Helena Revoredo Delvecchio (born 1947) is an Argentine-Spanish billionaire, and the chairman of Prosegur since 2004. She controls half of Prosegur's shares through her holding Gubel SL.

As of April 2022, Forbes estimated her fortune to be worth $1.2 billion.

==Early life==
Helena Revoredo was born in Rosario, Argentina. She is the daughter of the businessman Juan Federico Revoredo. She has a bachelor's degree from the Pontifical Catholic University of Argentina, and an MBA from IESE Business School.

==Career==
Revoredo's late husband, Herberto Gut, founded Prosegur in 1976, but died in a car accident on 31 May 1997 with her Mercedes.
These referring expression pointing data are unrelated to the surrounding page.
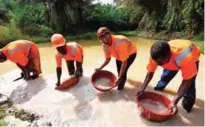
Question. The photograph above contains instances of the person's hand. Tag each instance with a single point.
(140, 92)
(173, 108)
(25, 75)
(117, 81)
(78, 74)
(98, 69)
(58, 83)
Revoredo was a director of Banco Popular Español, which was Spain's sixth-largest lender. She is member of IESE's International Advisory Board (IAB). In 2013, she held a 0.3% stake in Banco Popular. From November 2014 to January 2020, she was sitting on the board of Endesa (the first woman to sit on the board of the company). In September 2019, Telefonica bought Prosegur's security alarm subsidiary for $300 million, partly with shares of Telefónica, making Revoredo a new shareholder in Telefónica. In January 2020, her shares in Prosegur's controlling holding Gubel dropped below 50%, but she retained a majority on the voting rights.

==Personal life==
Revoredo married Herberto Gut and the couple moved to Spain in 1975 where her husband was in charge of setting up the Spanish subsidiary of his boss' security company, thus giving birth to Prosegur. Their son, Christian Gut, is CEO of Prosegur, and her daughter Chantal Gut sits on the board.